"Revolutionary" New Smartphone Sensor Can Detect Chemical Composition Of Objects At A Distance

Here's a new one just revealed at CES:

Using Changhong H2, consumers can analyze the properties of foods, liquids, medication, body metrics, and much more. This will give consumers new ways to improve their personal wellness, select the best fruits and vegetables, stick to their diets and nutritional needs, and verify product authenticity in ways never before thought possible. Changhong is also working to create a broad eco-system of mobile applications that utilize the SCiO sensor for a wide range of use cases.

Everything in the world is comprised of molecules and, theoretically, the H2 smartphone can be used on almost any material. It's a smartphone that creates miracles. From identification of compositions like alcoholic drinks, to process control - with the right apps and corresponding database, it can create experiences beyond our imagination.

Obviously, if this works anywhere near as well as claimed, the impact on video analytics, among other things, could be immense.


"Obviously, if this works anywhere near as well as claimed, the impact on video analytics, among other things, could be immense."

How does a molecular sensor impact video analytics?

It's not obvious to me.

If the sensor can differentiate between a strawberry and human skin, you can't imagine an analytics purpose?

at what distance?

Really?
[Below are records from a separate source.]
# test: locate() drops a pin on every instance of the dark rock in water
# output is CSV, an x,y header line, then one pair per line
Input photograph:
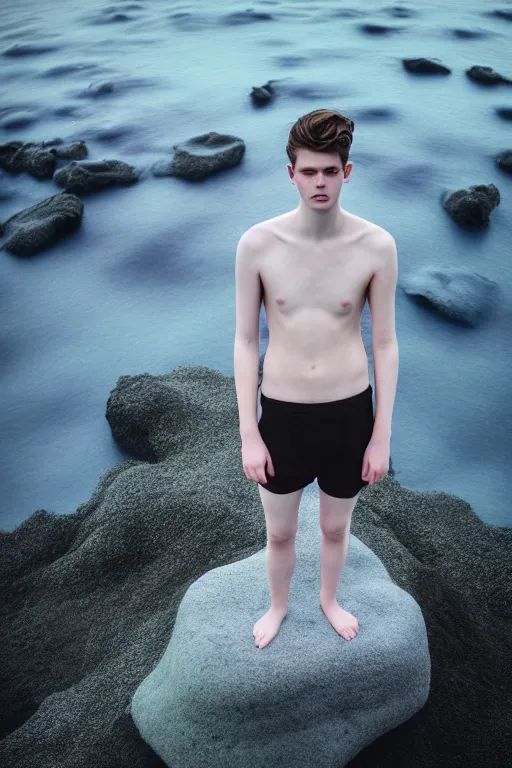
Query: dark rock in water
x,y
38,161
399,12
262,94
90,602
18,120
486,75
425,67
84,177
202,156
42,225
376,29
76,150
245,17
501,14
99,89
504,112
472,206
29,50
469,34
459,295
504,161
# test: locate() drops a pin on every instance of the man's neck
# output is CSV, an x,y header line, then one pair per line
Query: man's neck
x,y
318,226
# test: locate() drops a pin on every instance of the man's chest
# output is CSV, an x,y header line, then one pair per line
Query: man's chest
x,y
334,283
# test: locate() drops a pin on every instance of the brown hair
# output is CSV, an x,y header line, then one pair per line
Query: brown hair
x,y
323,130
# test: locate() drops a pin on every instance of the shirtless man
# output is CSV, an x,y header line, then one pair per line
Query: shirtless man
x,y
314,267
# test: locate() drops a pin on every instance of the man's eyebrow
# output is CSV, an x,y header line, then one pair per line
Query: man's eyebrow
x,y
330,167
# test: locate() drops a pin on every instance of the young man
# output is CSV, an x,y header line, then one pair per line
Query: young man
x,y
314,267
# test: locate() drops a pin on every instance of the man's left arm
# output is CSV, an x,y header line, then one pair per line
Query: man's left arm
x,y
381,298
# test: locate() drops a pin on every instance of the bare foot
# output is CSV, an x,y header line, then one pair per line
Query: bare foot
x,y
343,622
267,627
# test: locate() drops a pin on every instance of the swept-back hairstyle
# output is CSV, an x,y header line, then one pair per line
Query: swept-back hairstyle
x,y
323,130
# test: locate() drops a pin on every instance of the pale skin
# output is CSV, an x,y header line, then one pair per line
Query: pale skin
x,y
315,264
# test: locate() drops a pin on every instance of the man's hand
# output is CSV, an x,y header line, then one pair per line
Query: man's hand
x,y
255,456
375,460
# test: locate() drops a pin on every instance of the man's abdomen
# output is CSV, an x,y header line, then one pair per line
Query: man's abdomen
x,y
294,376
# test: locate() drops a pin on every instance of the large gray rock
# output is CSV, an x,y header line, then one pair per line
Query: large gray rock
x,y
310,697
90,598
91,176
33,229
473,206
460,295
202,156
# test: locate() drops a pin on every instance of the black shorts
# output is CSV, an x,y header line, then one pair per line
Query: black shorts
x,y
326,441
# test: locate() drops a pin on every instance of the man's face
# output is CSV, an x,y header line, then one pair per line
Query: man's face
x,y
318,173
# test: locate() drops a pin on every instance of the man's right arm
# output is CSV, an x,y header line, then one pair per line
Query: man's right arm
x,y
247,340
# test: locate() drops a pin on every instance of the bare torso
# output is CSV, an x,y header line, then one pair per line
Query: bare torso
x,y
314,295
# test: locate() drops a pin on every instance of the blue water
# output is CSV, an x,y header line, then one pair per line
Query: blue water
x,y
147,283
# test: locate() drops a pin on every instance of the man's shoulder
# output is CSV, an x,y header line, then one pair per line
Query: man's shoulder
x,y
370,228
260,234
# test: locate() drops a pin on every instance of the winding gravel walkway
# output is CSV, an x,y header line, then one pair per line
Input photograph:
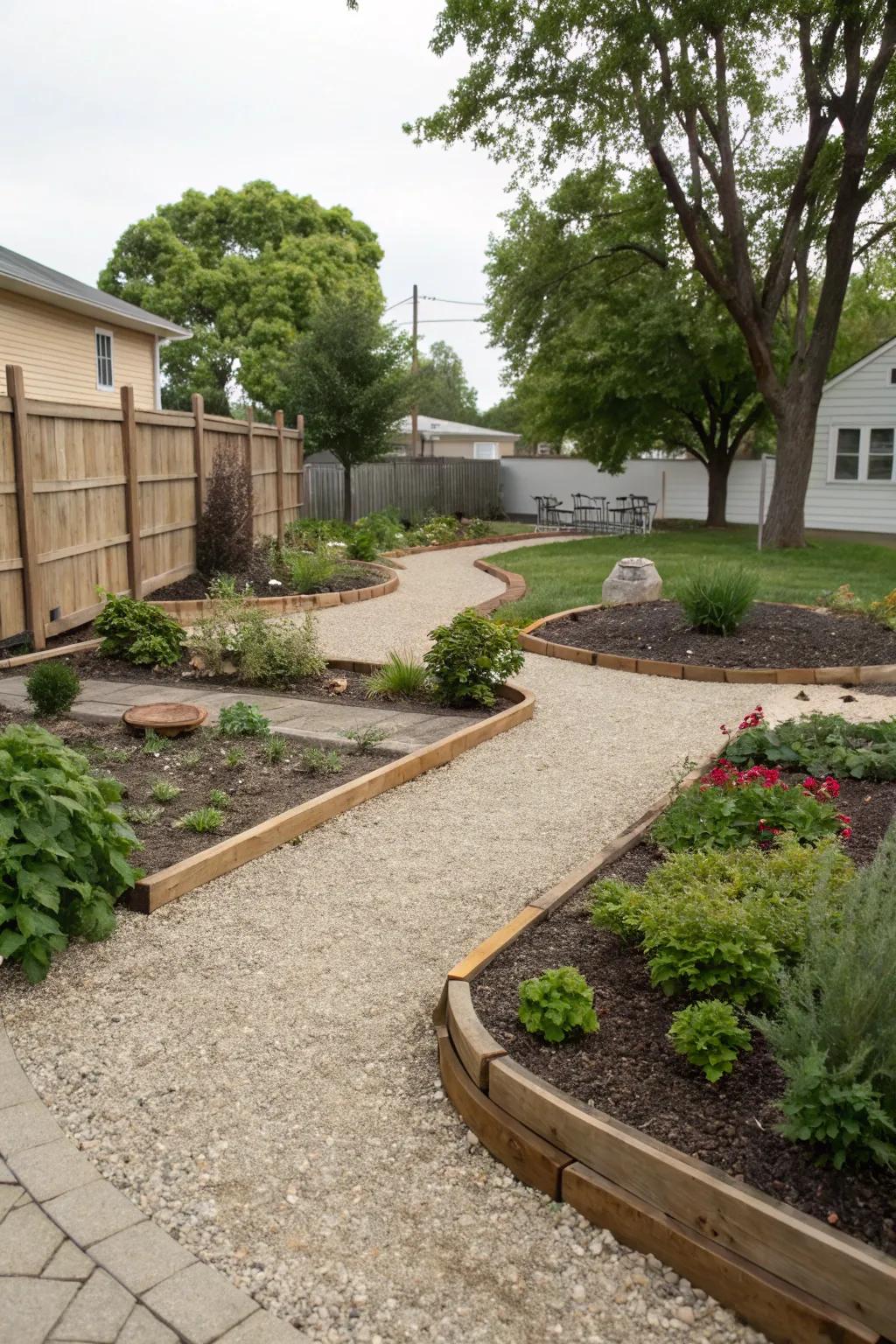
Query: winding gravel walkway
x,y
254,1065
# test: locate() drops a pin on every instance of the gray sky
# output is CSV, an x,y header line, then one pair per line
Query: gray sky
x,y
110,110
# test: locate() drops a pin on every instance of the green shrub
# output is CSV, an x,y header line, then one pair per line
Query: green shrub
x,y
138,632
242,721
63,850
717,599
401,675
837,1112
557,1003
471,657
821,744
710,1037
277,654
52,689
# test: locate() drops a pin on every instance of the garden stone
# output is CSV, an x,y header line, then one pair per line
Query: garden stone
x,y
632,579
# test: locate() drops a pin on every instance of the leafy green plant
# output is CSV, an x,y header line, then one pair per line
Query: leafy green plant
x,y
471,657
202,820
137,632
401,675
52,689
838,1112
710,1037
318,761
717,599
557,1003
63,850
822,744
242,721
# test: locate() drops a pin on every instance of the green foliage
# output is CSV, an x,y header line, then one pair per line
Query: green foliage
x,y
556,1004
710,1037
731,817
318,761
202,820
715,601
137,632
52,689
471,657
838,1112
245,270
63,850
242,721
821,744
401,675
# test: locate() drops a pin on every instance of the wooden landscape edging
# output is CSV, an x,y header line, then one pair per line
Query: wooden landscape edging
x,y
785,1271
883,672
192,609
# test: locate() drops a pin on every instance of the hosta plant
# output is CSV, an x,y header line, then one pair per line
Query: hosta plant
x,y
63,850
556,1004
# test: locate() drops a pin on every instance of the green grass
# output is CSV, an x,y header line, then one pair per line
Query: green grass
x,y
571,573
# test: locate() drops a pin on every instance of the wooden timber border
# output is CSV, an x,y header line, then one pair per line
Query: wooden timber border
x,y
782,1270
532,642
188,611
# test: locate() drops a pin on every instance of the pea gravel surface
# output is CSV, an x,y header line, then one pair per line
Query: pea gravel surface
x,y
256,1068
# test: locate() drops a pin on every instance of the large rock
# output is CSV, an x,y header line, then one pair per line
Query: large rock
x,y
632,579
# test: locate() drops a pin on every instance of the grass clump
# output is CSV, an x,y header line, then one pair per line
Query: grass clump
x,y
52,689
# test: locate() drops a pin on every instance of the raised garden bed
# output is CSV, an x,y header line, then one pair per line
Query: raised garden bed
x,y
624,1130
775,642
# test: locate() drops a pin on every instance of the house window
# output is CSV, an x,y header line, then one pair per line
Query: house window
x,y
105,373
846,456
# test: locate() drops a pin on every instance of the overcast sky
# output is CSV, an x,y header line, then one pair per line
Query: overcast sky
x,y
110,110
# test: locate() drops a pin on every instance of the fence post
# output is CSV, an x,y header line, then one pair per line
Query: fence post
x,y
24,503
132,491
278,423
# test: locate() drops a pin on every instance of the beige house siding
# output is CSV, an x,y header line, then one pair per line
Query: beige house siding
x,y
57,351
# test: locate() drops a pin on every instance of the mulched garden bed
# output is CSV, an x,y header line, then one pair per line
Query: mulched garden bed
x,y
256,789
630,1070
771,636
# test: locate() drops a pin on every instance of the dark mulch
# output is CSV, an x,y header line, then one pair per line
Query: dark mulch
x,y
630,1070
771,636
256,790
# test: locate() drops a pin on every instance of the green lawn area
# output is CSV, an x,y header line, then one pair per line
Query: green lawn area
x,y
571,573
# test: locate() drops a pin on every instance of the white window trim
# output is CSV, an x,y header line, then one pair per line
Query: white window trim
x,y
103,331
864,444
That's your objection? How far a mobile embedded version is effective? You don't think a specialized, security focused version couldn't be used at much greater, likely very usable distances?
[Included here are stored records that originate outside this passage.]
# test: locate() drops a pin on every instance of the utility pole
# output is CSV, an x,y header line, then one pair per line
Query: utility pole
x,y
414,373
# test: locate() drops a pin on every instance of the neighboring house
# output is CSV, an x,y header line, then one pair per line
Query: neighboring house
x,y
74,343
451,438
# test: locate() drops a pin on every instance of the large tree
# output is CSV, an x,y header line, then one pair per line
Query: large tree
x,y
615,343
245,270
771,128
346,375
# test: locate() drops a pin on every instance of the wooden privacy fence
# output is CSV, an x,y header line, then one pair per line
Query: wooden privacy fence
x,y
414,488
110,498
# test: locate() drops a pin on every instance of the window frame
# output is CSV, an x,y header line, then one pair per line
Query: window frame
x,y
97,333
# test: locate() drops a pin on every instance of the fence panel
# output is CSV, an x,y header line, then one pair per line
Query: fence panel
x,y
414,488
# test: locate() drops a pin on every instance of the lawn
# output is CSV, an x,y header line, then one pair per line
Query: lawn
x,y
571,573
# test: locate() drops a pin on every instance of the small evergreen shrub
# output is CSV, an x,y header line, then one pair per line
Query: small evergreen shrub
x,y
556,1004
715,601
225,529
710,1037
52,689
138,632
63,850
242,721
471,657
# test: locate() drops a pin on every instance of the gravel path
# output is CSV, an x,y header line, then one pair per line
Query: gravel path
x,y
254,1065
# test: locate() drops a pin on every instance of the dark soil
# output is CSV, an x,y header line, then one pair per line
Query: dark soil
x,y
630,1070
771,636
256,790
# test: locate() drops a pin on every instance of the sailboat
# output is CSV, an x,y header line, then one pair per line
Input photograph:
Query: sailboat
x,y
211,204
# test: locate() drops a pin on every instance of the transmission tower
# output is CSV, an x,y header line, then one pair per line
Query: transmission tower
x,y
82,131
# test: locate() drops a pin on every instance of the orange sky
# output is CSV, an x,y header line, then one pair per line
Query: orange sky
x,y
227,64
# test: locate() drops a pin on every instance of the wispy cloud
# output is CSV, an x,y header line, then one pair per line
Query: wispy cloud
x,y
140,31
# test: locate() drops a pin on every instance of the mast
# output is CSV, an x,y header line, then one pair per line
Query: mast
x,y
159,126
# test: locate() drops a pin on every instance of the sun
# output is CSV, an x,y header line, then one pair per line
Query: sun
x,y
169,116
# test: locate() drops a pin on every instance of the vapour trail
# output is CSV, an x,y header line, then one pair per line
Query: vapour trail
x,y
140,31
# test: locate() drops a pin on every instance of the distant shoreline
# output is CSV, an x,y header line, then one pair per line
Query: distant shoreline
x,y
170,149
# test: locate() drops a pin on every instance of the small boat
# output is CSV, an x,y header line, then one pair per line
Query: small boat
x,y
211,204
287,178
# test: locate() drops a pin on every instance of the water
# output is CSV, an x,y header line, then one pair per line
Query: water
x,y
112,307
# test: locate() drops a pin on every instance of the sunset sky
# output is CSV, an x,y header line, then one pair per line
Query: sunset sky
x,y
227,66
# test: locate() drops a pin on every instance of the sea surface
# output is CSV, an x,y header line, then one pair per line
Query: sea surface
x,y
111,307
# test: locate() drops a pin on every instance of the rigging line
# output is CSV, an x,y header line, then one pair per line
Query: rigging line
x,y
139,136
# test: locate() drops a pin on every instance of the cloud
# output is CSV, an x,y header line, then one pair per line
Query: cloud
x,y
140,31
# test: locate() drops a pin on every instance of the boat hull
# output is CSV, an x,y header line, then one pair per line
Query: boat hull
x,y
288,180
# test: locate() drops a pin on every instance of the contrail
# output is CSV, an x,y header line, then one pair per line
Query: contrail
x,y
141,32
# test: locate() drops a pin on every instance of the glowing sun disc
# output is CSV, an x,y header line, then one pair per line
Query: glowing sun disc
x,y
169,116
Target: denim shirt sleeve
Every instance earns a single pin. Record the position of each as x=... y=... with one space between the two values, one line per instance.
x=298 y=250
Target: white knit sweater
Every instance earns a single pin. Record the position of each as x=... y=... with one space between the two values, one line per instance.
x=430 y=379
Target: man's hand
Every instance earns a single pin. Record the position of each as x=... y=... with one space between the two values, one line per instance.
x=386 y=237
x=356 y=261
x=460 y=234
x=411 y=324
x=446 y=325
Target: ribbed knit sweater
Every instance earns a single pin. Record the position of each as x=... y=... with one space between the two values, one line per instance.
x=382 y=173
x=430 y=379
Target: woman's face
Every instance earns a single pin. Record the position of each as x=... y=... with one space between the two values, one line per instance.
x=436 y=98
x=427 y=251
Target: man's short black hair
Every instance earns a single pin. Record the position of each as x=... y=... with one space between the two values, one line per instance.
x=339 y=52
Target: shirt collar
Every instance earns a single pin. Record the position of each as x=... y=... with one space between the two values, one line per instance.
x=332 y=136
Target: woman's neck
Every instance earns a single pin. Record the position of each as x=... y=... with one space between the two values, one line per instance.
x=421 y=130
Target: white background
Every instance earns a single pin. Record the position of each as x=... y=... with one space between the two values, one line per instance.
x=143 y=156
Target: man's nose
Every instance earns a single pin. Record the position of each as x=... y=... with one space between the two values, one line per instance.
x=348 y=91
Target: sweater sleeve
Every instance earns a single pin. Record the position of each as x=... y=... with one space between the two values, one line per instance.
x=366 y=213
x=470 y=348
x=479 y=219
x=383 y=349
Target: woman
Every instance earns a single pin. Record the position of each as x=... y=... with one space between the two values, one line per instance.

Re-read my original comment.

I have no 'objection' to anything.

I simply asked a question regarding the OPs comment about the impact of this technology on VIDEO analytics (something done at greater distances than scanning produce at supermarkets).
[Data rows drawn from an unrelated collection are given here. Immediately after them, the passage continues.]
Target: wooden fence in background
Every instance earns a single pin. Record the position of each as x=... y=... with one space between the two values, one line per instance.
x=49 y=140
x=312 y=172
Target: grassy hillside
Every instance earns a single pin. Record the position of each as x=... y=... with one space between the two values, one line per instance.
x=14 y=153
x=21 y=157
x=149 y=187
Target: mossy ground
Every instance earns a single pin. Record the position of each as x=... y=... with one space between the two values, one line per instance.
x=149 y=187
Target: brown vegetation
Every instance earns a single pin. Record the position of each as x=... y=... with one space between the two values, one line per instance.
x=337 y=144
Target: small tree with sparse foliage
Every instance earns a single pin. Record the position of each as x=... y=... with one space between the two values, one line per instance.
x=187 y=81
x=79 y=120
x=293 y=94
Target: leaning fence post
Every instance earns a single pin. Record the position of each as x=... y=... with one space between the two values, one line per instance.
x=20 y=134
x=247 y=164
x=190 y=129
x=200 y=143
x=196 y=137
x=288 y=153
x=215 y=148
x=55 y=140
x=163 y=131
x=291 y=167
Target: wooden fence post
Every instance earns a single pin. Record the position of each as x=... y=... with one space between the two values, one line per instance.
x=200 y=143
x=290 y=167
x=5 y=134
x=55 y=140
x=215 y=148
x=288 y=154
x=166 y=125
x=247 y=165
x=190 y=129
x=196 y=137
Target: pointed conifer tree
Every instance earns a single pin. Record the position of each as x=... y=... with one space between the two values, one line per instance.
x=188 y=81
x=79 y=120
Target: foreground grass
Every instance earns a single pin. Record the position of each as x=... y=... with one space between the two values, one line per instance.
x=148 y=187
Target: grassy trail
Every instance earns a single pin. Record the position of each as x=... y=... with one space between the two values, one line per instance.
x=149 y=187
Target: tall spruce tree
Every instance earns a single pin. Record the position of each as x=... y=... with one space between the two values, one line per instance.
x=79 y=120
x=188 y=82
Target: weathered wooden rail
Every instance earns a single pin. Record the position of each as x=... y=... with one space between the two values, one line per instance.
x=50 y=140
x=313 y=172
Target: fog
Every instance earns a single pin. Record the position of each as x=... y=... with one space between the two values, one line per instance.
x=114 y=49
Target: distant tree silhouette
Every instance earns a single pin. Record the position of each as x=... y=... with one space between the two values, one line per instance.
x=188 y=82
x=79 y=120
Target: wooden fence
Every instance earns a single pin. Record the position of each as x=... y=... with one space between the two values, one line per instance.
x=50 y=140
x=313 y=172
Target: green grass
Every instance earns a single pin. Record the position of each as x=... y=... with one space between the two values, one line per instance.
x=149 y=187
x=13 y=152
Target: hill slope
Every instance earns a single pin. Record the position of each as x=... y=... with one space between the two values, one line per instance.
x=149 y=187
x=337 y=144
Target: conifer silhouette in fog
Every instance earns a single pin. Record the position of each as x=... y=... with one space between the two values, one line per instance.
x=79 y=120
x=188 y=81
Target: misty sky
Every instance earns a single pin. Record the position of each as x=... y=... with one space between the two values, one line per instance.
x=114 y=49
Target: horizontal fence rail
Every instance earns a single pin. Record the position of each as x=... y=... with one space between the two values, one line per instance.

Nothing that I can find shows any use examples of this product beyond close-up scanning of objects.

If the sensor can differentiate between a strawberry and human skin...

This image might give them trouble

I was thinking biometric stuff to start.  Start witn live detection of Franken-fingers.

Of course it has to work, and I'm a skeptic as much as anybody here.

If they can put a zoom on that thing, maybe it could detect a knife or gun in someones hand when used with other analytics.

Someone needs to tell them to change their name. Maybe I'm being insensitive, as I sometimes do, so I apologize in advance. 

Very legit technology actually. Thankfully not limited to this phone. There's a separate version available for pre-order as well.

I know someone who got one of the SCiO stand-alone sensors from ConsumerPhyscis and posted some demo videos of it on Facebook (it was the unboxing video referenced here, but later taken down).  Overall, the results were unimpressive. 

All indicators right now are that we are a long way from having a sensor like this that produces accurate/repeatable results with much usable value.

CNET did a not-very-complimentary story on this SCiO device almost 3 years ago when it was still on Kickstarter.

And the Kickstarter page shows (only) an interesting statement about an IP dispute making the device unavailable.

Wonder if they took care of that before their big reveal at CES?

Very cool, I always wanted a tricorder!

Off the top of my head I can see law enforcement applications. This could change illegal drug manufacturing/sales and counterfeiting. Could detect replicants faster than a Blade Runner!!!

Not sure I want an airline having a Body Mass Index analytic on their IP cams. Hello $100 fat surcharge from Allegiant and Frontier airlines!  

'At a distance' might be a bit misleading: 

My son is a professional fireman.  I can't even imagine how beneficial this technology could be to that profession!